De nouveaux détails émergent concernant les coulisses de l’opération stratégique menée conjointement par les États-Unis et Israël. Les services de renseignement américains ont réussi à localiser avec précision Ali Khamenei, permettant aux forces armées de le cibler lors d’une frappe décisive au cœur de Téhéran.
Selon des sources proches du dossier relayées par la presse américaine, la CIA suivait à la trace le guide suprême iranien depuis plusieurs mois. Au fil du temps, l’agence de renseignement avait pu déterminer avec un haut niveau de certitude ses lieux de résidence habituels ainsi que ses déplacements récurrents.
Un changement stratégique de calendrier
Le véritable tournant de l’opération s’est produit lorsque les services de renseignement ont eu vent de la tenue d’une réunion au sommet. Celle-ci devait se dérouler un samedi matin, dans un vaste complexe immobilier officiel situé dans la capitale iranienne. L’information cruciale confirmant la présence d’Ali Khamenei à ce rassemblement a immédiatement été partagée avec le commandement israélien.
Face à cette opportunité inédite, les états-majors américain et israélien ont pris la décision d’ajuster le calendrier de leur offensive. Alors que le plan initial prévoyait une attaque nocturne pour tirer parti de l’obscurité, la frappe a finalement été déclenchée en plein jour, à 9h40 heure locale (7h10 heure de Paris).

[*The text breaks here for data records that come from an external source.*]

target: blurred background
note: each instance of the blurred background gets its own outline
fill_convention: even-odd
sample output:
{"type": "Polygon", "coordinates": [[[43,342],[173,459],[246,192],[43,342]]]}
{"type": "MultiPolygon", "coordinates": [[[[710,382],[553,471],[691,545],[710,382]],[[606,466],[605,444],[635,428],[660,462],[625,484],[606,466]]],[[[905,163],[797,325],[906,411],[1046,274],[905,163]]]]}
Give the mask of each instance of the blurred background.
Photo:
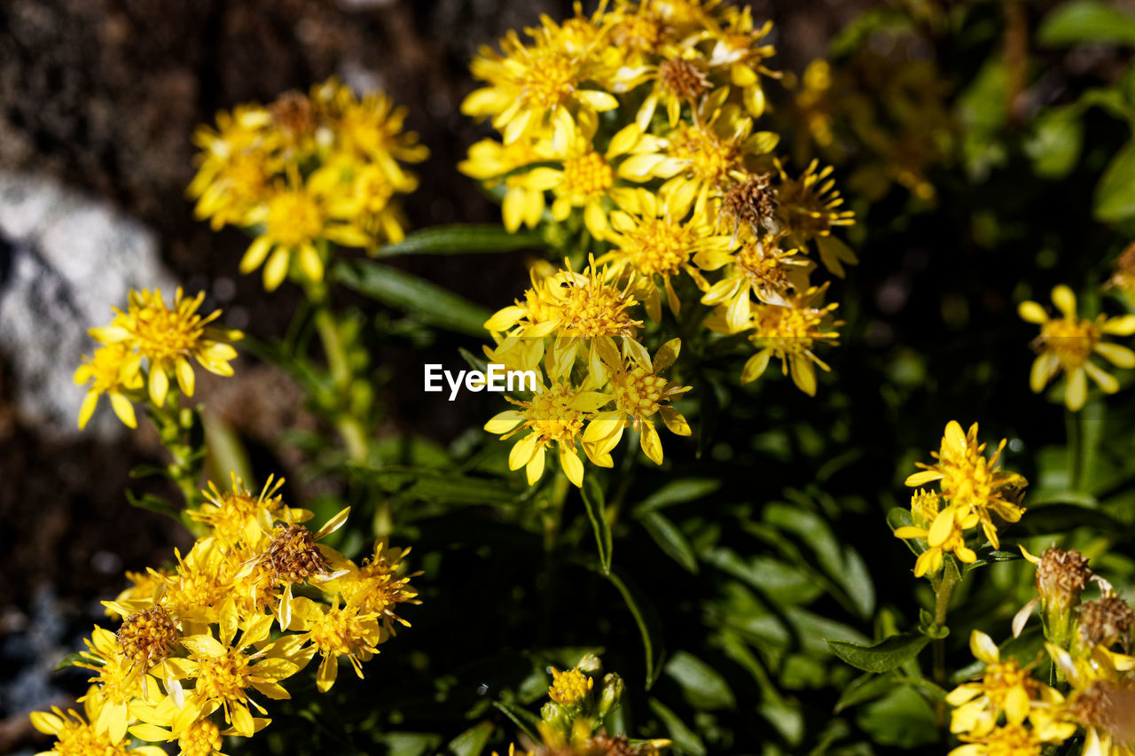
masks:
{"type": "MultiPolygon", "coordinates": [[[[1062,408],[1028,392],[1035,328],[1019,321],[1016,303],[1046,303],[1056,283],[1098,286],[1128,241],[1129,218],[1101,217],[1099,183],[1128,138],[1135,35],[1044,37],[1061,6],[1050,1],[749,5],[775,24],[773,66],[785,78],[770,96],[784,150],[798,168],[814,156],[836,166],[858,215],[849,242],[861,264],[832,288],[848,321],[842,345],[823,355],[833,377],[810,405],[791,400],[812,413],[796,410],[775,432],[760,418],[733,415],[722,443],[757,463],[751,480],[726,487],[807,486],[809,471],[832,462],[817,480],[854,502],[841,536],[886,596],[909,581],[910,565],[880,513],[902,504],[901,478],[936,447],[947,420],[980,420],[983,437],[1009,437],[1010,467],[1029,478],[1040,450],[1062,443],[1062,408]],[[817,59],[831,67],[809,66],[817,59]],[[1116,94],[1081,106],[1091,91],[1116,94]]],[[[1130,2],[1100,5],[1135,12],[1130,2]]],[[[203,310],[222,308],[227,325],[260,337],[280,334],[300,299],[292,286],[266,296],[259,276],[237,272],[247,240],[193,219],[185,187],[194,128],[218,109],[338,75],[405,106],[407,128],[431,151],[415,168],[421,187],[405,200],[411,227],[495,221],[497,207],[454,167],[485,133],[459,111],[473,89],[468,62],[541,12],[563,18],[571,3],[0,5],[0,753],[34,750],[27,712],[66,706],[83,689],[82,675],[51,670],[99,619],[98,602],[124,587],[123,571],[161,564],[192,543],[123,496],[157,485],[129,478],[132,467],[161,462],[152,430],[128,432],[106,412],[93,431],[77,431],[83,389],[70,376],[91,348],[85,329],[104,322],[129,287],[204,289],[203,310]]],[[[496,309],[520,295],[527,276],[520,253],[491,261],[400,264],[496,309]]],[[[376,345],[372,363],[397,389],[380,400],[392,434],[412,429],[448,444],[495,411],[418,388],[423,359],[457,364],[456,347],[471,343],[376,345]]],[[[777,381],[759,389],[762,418],[794,392],[777,381]]],[[[299,452],[274,444],[316,422],[285,373],[245,358],[234,379],[203,380],[199,392],[258,467],[291,477],[301,464],[299,452]]],[[[1132,417],[1115,411],[1115,426],[1132,417]]],[[[291,495],[319,490],[319,480],[293,481],[291,495]]],[[[860,627],[869,635],[869,622],[860,627]]],[[[894,745],[919,744],[897,736],[894,745]]]]}

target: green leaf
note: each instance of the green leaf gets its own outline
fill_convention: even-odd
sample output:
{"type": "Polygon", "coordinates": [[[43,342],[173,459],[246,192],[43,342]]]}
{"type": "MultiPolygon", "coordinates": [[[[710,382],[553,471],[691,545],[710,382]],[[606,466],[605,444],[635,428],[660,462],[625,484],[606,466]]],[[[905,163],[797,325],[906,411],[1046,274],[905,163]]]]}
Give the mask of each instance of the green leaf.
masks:
{"type": "Polygon", "coordinates": [[[1135,44],[1135,18],[1098,0],[1075,0],[1041,22],[1036,41],[1046,48],[1070,44],[1135,44]]]}
{"type": "Polygon", "coordinates": [[[874,646],[860,646],[846,640],[829,640],[832,653],[851,666],[865,672],[890,672],[918,656],[930,638],[920,632],[900,632],[874,646]]]}
{"type": "MultiPolygon", "coordinates": [[[[78,666],[79,662],[82,662],[84,664],[90,664],[91,660],[86,658],[85,656],[83,656],[79,653],[67,654],[67,656],[64,656],[61,660],[59,660],[59,663],[56,664],[56,670],[54,671],[59,672],[60,670],[68,670],[68,669],[70,669],[73,666],[78,666]]],[[[83,669],[83,667],[81,667],[81,669],[83,669]]]]}
{"type": "Polygon", "coordinates": [[[1095,185],[1093,212],[1098,220],[1113,224],[1135,217],[1135,141],[1128,142],[1095,185]]]}
{"type": "Polygon", "coordinates": [[[693,555],[686,536],[673,522],[658,512],[647,512],[640,519],[642,527],[650,534],[658,547],[672,560],[693,574],[698,573],[698,560],[693,555]]]}
{"type": "Polygon", "coordinates": [[[641,591],[632,588],[619,577],[617,571],[607,573],[606,578],[622,594],[623,602],[630,610],[631,616],[634,618],[634,624],[638,625],[639,633],[642,636],[642,650],[646,655],[646,689],[649,690],[658,677],[663,657],[662,622],[658,620],[658,613],[641,591]]]}
{"type": "Polygon", "coordinates": [[[611,524],[607,522],[607,514],[604,509],[603,487],[595,476],[583,479],[583,506],[587,509],[587,516],[591,521],[591,529],[595,530],[595,543],[599,549],[599,563],[603,564],[604,574],[611,574],[611,551],[613,543],[611,539],[611,524]]]}
{"type": "Polygon", "coordinates": [[[493,702],[493,706],[495,706],[498,711],[503,712],[505,716],[512,720],[512,723],[515,724],[518,728],[520,728],[524,732],[524,734],[527,734],[532,740],[532,742],[540,742],[540,736],[537,734],[536,730],[536,726],[540,723],[540,717],[536,716],[535,714],[532,714],[527,709],[515,706],[510,706],[508,704],[504,704],[498,700],[493,702]]]}
{"type": "Polygon", "coordinates": [[[704,496],[708,496],[718,488],[721,488],[721,481],[714,478],[682,478],[680,480],[671,480],[665,486],[644,498],[642,502],[634,507],[634,513],[640,514],[642,512],[661,510],[664,506],[692,502],[704,496]]]}
{"type": "Polygon", "coordinates": [[[706,756],[709,753],[706,750],[705,744],[701,742],[701,738],[693,730],[686,726],[686,723],[676,714],[666,708],[665,704],[654,696],[647,699],[647,704],[650,706],[650,711],[662,720],[666,732],[670,734],[670,739],[674,741],[674,749],[676,751],[690,754],[691,756],[706,756]]]}
{"type": "Polygon", "coordinates": [[[489,311],[423,278],[370,260],[340,260],[335,264],[337,282],[364,296],[415,316],[439,328],[487,336],[489,311]]]}
{"type": "Polygon", "coordinates": [[[666,662],[665,672],[682,688],[682,695],[693,708],[733,708],[737,705],[725,678],[692,654],[675,652],[666,662]]]}
{"type": "Polygon", "coordinates": [[[1062,178],[1076,167],[1084,143],[1084,124],[1076,110],[1075,106],[1052,108],[1033,121],[1024,149],[1037,176],[1062,178]]]}
{"type": "Polygon", "coordinates": [[[544,240],[535,232],[510,234],[501,226],[457,224],[434,226],[407,234],[397,244],[380,246],[375,258],[403,254],[465,254],[470,252],[512,252],[543,247],[544,240]]]}
{"type": "Polygon", "coordinates": [[[494,725],[489,721],[478,722],[449,741],[446,753],[453,756],[479,756],[493,736],[494,725]]]}

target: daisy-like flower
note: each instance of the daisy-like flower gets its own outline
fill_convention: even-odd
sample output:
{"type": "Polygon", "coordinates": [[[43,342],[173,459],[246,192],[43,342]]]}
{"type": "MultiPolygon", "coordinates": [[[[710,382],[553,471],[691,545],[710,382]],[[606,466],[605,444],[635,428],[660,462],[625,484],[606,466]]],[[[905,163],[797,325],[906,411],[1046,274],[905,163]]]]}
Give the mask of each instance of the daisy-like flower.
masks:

Cette opération militaire, exécutée à l’aide de missiles air-sol à longue portée, s’est soldée par l’élimination du dirigeant de la République islamique et de plusieurs hauts responsables de l’État iranien présents sur les lieux.
En réponse à cette vaste campagne de frappes, l’Iran a rapidement déclenché une série de représailles. Ces ripostes armées visent non seulement les intérêts américains déployés au Moyen-Orient, mais ciblent également d’autres pays alliés dans la région.